Celebrities at the scaled-back-but-still-happening 2020 Venice Film Festival are doing their best to adjust their red carpet looks in the coronavirus age.
Cate Blanchett, Claire Denis, Pedro Almódovar, Taylor Hill and others have all displayed some remarkable late summer ensembles, both with masks and, when at a safe distance, without. It should come as no surprise, however, that Tilda Swinton, who arrived in Venice with a Wakandan salute, addressed the challenge of battling aerosols while looking great in her own way.
Swinton, in Venice both to accept this year’s Golden Lion award for career achievement and to debut a 30-minute Almódovar short, The Human Voice, was photographed wearing a white mask and a red mask, but also with two hand-held objets d’art that make one wonder why such gorgeous accoutrements aren’t incorporated on the red carpet more regularly.
Okay, to be fair these may not be the most functional for stopping coronavirus spread (although it is believed that SARS-CoV-2 microbes expire faster on metal alloys than they do on plastic or other surfaces) but they still are striking. Creator James T. Merry has crafted two “custom creature” masks for Tilda to wear during this year’s festival.
Merry is a British-born artist who currently “works from a small cabin studio on a lake fifteen minutes outside of Reykjavík.” His mediums include embroidery, silicone, and metals. He’s been working with Björk since 2009, and has been a co-creative director of her tours, album covers, and overall Björkness. He has also done work for the Victoria and Albert Museum in London, Gucci, and Planned Parenthood.
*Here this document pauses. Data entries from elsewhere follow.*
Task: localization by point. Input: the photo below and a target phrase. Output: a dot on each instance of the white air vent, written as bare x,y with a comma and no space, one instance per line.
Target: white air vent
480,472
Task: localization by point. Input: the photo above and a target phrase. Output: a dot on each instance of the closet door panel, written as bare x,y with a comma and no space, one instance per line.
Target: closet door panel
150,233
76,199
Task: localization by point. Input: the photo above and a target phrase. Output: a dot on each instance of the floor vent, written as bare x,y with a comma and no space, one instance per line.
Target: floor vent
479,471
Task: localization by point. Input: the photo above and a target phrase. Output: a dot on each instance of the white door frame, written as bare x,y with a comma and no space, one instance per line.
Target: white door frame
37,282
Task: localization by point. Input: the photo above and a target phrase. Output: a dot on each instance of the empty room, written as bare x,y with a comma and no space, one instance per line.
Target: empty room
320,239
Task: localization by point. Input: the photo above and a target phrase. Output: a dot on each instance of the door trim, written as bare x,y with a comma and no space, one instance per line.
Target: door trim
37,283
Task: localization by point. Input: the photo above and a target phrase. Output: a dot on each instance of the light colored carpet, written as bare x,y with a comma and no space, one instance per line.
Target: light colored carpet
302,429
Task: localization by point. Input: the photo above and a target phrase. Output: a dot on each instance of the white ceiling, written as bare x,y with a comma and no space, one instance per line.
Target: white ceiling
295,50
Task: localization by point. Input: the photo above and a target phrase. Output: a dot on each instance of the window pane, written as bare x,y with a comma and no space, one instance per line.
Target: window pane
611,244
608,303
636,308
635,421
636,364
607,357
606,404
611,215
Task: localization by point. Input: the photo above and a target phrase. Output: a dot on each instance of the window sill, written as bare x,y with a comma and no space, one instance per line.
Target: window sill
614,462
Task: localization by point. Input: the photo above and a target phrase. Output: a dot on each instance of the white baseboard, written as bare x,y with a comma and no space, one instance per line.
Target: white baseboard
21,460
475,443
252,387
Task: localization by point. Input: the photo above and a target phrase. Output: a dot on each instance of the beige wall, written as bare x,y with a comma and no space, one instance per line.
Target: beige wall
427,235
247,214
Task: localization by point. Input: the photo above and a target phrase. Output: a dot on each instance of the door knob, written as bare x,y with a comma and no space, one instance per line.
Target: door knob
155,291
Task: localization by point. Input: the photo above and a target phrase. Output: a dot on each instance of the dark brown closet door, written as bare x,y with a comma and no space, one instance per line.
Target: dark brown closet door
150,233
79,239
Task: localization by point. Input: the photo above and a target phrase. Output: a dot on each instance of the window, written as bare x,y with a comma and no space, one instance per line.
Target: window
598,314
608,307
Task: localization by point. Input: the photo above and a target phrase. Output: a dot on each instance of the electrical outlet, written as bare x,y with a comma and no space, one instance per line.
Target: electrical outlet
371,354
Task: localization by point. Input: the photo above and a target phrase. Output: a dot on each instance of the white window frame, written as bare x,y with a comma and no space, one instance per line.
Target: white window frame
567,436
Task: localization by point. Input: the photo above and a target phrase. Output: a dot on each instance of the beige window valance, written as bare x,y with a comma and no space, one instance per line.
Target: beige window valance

On Instagram, Merry wrote that the pieces were by inspired stingray skeletons, seaweed, and orchids, and also by the city of Venice itself and its “fish sculptures on the columns of the Rialto Fish Market.”
The hope now is that Swinton will somehow make it to the New York Film Festival, if only so she can show us how Merry would incorporate the Big Apple into a luxury face mask.